Argentina juega hoy y el país entra en "modo infarto": las cábalas, el fernet y la ansiedad toman el control

Hay fenómenos que la ciencia todavía no logra explicar. Uno de ellos ocurre cada vez que juega la Selección Argentina. El país entero entra en un estado de ansiedad colectiva donde cualquier cosa puede convertirse en una cábala.

El que vio todos los partidos sentado en la misma punta del sillón no piensa moverse ni un centímetro. El que usó la camiseta sin lavar durante tres victorias consecutivas está convencido de que un poco más de aroma también trae suerte.

Las parrillas trabajan a toda máquina, el hielo desaparece de los supermercados, el fernet y la cerveza pasan a ser productos de primera necesidad y los grupos de WhatsApp explotan con mensajes que van desde el optimismo absoluto hasta el clásico: "Hoy no llego vivo".

Las promesas también aparecen de todos los colores. Algunos prometen caminar hasta el Monumento a la Bandera si Argentina sale campeón.

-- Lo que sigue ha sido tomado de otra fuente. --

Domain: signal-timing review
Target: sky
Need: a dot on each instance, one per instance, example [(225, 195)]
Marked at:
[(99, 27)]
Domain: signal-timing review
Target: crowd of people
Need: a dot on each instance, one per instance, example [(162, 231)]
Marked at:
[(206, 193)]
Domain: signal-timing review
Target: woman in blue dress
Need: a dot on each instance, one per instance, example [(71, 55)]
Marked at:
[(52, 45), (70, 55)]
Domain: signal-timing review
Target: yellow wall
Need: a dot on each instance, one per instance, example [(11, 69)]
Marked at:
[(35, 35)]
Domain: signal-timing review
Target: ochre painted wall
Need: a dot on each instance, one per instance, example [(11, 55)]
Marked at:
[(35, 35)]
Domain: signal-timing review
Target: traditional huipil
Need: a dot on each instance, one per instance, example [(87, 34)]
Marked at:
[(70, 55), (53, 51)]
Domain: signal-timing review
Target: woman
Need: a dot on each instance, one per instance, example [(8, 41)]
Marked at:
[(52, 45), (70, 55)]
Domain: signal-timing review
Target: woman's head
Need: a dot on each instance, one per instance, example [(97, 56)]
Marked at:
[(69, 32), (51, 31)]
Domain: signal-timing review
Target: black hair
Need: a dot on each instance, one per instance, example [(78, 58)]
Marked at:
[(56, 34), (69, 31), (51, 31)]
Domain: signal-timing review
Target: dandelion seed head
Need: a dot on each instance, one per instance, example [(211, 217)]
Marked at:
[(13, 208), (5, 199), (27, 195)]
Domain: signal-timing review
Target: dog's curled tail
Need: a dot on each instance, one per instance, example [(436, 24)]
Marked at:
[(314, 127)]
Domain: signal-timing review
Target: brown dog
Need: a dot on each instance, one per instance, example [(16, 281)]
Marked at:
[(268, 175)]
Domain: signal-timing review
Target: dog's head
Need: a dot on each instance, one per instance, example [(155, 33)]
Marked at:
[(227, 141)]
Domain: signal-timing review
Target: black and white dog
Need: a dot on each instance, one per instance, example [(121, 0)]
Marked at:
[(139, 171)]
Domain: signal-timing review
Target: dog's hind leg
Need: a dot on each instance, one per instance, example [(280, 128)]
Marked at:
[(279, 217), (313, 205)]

Otros juran dejar el azúcar, empezar el gimnasio o no volver a insultar al árbitro... al menos hasta el próximo partido.

Las redes sociales tampoco ayudan. Cada publicación genera miles de teorías, análisis tácticos y alineaciones alternativas. En pocas horas, el país reúne más directores técnicos que habitantes.

Los médicos aseguran que no existe el "preinfarto futbolero", pero los hinchas insisten en que durante los 90 minutos sienten todos los síntomas posibles: presión alta, manos transpiradas, respiración entrecortada y la costumbre de caminar por el living como si eso ayudara al equipo.

Cuando el partido comienza, desaparecen los timbres, las llamadas y cualquier intento de conversación. Nadie cambia de canal. Nadie se mueve. Nadie se anima siquiera a ir al baño si Argentina está atacando.

Y si llega el gol, el barrio entero lo sabe. Se escuchan gritos, bocinazos, abrazos con desconocidos y hasta algún vecino que aparece en el balcón envuelto en una bandera celeste y blanca.

Porque en Argentina el fútbol nunca es solamente un deporte. Es una ceremonia, una tradición y una montaña rusa de emociones que se vive con el corazón acelerado, las pulsaciones al límite y la esperanza intacta.

Al final, gane o pierda la Selección, siempre queda la misma conclusión: el verdadero deporte extremo de los argentinos es esperar que empiece el partido.